Nootropics is the term given to a range of substances, both natural and pharmaceutical, that improve performance. The category includes everything from caffeine and Ritalin to L-theanine and opioids, but many of them are banned in professional sports. The World Anti-Doping Agency (WADA), for example, bans common stimulants like Adderall and Ritalin, as well as modafinil, a drug used to treat narcolepsy. Many of the most popular nootropics, though, are natural and entirely permissible.
Creatine is an excellent natural nootropic for runners because it facilitates the production of ATP, recycling energy consumed into new ATP molecules. Paired with choline, another natural substance found in everything from eggs to spinach and many beans, you'll also experience less muscle fatigue during your runs. These nutrients provide an ideal, natural biohack.
Cross-Train for Tolerance
Cross-training should be part of everyone's marathon prep, but if you want to get the most out of your alternate activities, a few simple twists can turn them into biohacks.
Take the pool as an example. In a cold-water setting, preferably a cold outdoor pool, hold a light weight at your chest while swimming a lap underwater. Then tread water with the weight between your thighs. With repetition, this can help your body maximize oxygen use and improve lactic acid tolerance.
Another way to improve respiratory capacity and efficiency is by hiking while wearing a weighted vest. The vest creates resistance to diaphragm movement, strengthening the muscles around your lungs.
Consider the Cold
Cold temperatures are known to help with post-workout recovery; that's why taking a short ice bath post-training can reduce muscle pain and leave you ready for your next workout. But cold temperatures are having a moment right now in the fitness world. Cryotherapy, a process in which the body is submerged in a cold air chamber, can not only aid in muscle recovery—like an ice bath, but can also improve blood oxygenation and enhance mood and focus. Some gyms even offer cryotherapy, if you're interested in seeing how it affects your marathon training.
Is Biohacking Right for You?
All athletes rely on simple, natural biohacks, but right now there's a huge marketplace for nootropics and other performance boosts, so it's important to consider where biohacking fits in your training regimen.
Some athletes see themselves on the cutting edge—they're the ones testing out products like HVMN, a drinkable ketone product premised on the popularity of the ketogenic diet. HVMN contains the compound beta-hydroxybutyrate, which is typically produced during starvation or when fasting. Its efficacy is still debatable, but since fasting is a known performance enhancer, some of those who already use this biohack have given HVMN a try.
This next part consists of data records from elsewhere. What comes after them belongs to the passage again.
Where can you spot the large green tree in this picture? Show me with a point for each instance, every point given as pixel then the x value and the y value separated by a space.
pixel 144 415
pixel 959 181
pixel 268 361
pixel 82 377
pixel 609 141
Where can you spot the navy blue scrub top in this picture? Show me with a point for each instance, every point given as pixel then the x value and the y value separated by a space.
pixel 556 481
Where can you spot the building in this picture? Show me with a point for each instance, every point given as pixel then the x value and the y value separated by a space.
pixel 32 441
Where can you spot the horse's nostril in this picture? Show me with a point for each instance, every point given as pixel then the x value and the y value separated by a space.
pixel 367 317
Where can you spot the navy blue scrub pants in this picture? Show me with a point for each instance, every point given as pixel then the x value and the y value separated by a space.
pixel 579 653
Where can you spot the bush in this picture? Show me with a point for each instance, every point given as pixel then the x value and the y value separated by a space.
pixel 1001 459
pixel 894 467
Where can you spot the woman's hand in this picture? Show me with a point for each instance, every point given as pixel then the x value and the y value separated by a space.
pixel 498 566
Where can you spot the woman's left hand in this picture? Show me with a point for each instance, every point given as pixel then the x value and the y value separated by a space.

At the far end of the biohacking world are those athletes who want to chemically simulate "runner's high" – but these radical hackers have a long way to go. Their problem? It takes drugs like opioids and stimulants to achieve this state naturally. Unfortunately, it can be excessively expensive to put natural products through the comprehensive clinical testing necessary to prove their effects.
Biohacking can be as complicated or as simple as you want, but it's definitely worth considering when pushing your way toward that marathon finish line. Maybe a product like HVMN is more effective than your typical energy gel, or cold water workouts could give you the push for the final sprint. It's your body—if you want to crack open the system and experiment with newer methods, it's your decision. While these methods should never stray into realms of real danger or illegality, they might just be your key to higher performance.